What's New in Apache Iceberg

Learn about the new features of Iceberg in Cloudera Runtime 7.3.1, its service packs and cumulative hotfixes.

Cloudera Runtime 7.3.1.500 SP3

Cloudera support for Apache Iceberg version 1.5.2
The Apache Iceberg component has been upgraded from 1.3.1 to 1.5.2.
Insert into partition and insert overwrite partition support
From Hive you can insert into, or overwrite data in, Iceberg tables that are statically or dynamically partitioned. For syntax and limitations, see Insert into/overwrite partition support.
Truncate partition support
This release introduces the capability to truncate an Iceberg partition from Hive. Truncation removes all rows from the table and a new snapshot is created.
Enhancement of expiring Iceberg snapshots
The Expire Snapshots feature has been enhanced to offer more flexibility. In addition to expiring snapshots older than a timestamp, you can now expire snapshots based on the following conditions:
  • A snapshot having a given ID
  • Snapshots having IDs matching a given list of IDs
  • Snapshots within the range of two timestamps

You can keep snapshots you are likely to need, for example recent snapshots, and expire old snapshots. For example, you can keep daily snapshots for the last 30 days, then weekly snapshots for the past year, then monthly snapshots for the last 10 years. You can remove specific snapshots to meet the GDPR right to be forgotten requirements.

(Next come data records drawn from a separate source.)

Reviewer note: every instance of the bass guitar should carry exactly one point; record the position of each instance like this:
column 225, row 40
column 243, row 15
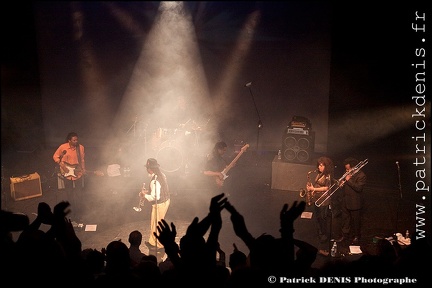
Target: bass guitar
column 75, row 172
column 219, row 181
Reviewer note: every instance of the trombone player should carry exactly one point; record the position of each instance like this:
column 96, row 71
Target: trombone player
column 322, row 214
column 352, row 201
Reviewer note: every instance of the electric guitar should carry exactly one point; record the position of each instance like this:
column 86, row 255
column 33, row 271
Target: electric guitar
column 75, row 171
column 219, row 181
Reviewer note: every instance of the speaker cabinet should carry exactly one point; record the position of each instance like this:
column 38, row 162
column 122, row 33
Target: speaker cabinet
column 26, row 187
column 298, row 148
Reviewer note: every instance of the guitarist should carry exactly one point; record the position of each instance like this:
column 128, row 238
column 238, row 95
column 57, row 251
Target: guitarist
column 70, row 158
column 214, row 166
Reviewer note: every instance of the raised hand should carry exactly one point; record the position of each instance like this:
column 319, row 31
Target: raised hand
column 166, row 234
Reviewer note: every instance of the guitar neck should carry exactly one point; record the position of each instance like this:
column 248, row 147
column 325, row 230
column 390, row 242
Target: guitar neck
column 235, row 159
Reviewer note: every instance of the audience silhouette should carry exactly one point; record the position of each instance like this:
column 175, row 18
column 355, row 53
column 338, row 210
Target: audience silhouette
column 196, row 260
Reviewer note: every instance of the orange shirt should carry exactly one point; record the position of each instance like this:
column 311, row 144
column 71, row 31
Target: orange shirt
column 70, row 156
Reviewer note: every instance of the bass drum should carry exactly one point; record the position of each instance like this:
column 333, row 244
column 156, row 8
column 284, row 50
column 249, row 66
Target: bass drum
column 169, row 157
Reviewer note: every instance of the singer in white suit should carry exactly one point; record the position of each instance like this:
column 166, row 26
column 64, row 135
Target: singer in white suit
column 159, row 197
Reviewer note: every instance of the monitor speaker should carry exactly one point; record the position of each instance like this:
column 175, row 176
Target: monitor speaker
column 298, row 148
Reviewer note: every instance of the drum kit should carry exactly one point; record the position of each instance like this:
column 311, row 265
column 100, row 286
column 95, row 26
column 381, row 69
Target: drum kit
column 169, row 145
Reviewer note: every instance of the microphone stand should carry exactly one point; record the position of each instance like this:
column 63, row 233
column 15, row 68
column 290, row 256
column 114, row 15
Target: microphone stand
column 400, row 199
column 260, row 125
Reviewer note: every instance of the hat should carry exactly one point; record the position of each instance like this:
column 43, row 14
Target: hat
column 152, row 163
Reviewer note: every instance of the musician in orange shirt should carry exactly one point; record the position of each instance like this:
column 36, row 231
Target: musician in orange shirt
column 70, row 157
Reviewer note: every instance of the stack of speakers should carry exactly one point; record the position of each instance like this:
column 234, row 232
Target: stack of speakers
column 298, row 141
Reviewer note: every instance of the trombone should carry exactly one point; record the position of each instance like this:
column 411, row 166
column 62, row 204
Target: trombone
column 339, row 183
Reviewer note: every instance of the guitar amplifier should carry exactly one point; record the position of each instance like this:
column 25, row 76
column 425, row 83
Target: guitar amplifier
column 25, row 186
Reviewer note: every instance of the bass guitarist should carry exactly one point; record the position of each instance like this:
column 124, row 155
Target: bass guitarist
column 70, row 158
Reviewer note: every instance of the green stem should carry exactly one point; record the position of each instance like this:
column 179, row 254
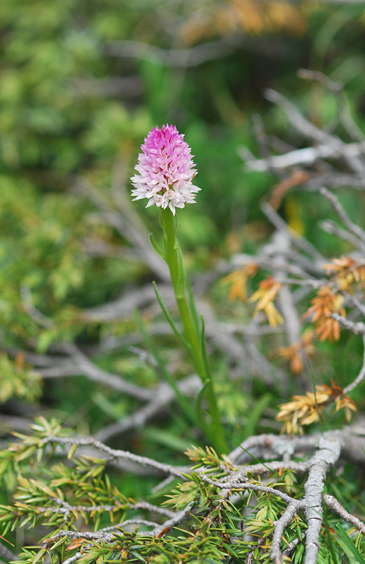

For more information, see the Expire snapshots feature.

Iceberg branching and tagging
From Hive, you can manage the lifecycle of snapshots using the Iceberg branching and Iceberg tagging features. Branches are references to snapshots that have a lifecycle of their own. Tags identify snapshots you need for auditing and conforming to GDPR.
Drop partition feature
You can easily remove a partition from an Iceberg partition using an alter table statement from Impala. Removing a partition does not affect the table schema. The column is not removed from the schema.
Support for copy-on-write (COW)
Hive supports the copy-on-write (COW) as well as merge-on-read (MOR) for handling Iceberg row-level updates and deletes. You configure COW or MOR based on your use case and rate of data change.
Support for Iceberg data compaction and related enhancements
You can compact Iceberg tables and optimize them for read operations from Hive and Impala. Compaction is an essential table maintenance activity that creates a new snapshot, which contains the table content in a compact form.
The OPTIMIZE TABLE statement also includes the following improvements:
  • Supports partition evolution

    The Hive and Impala OPTIMIZE TABLE supports compaction of Iceberg tables with partition evolution.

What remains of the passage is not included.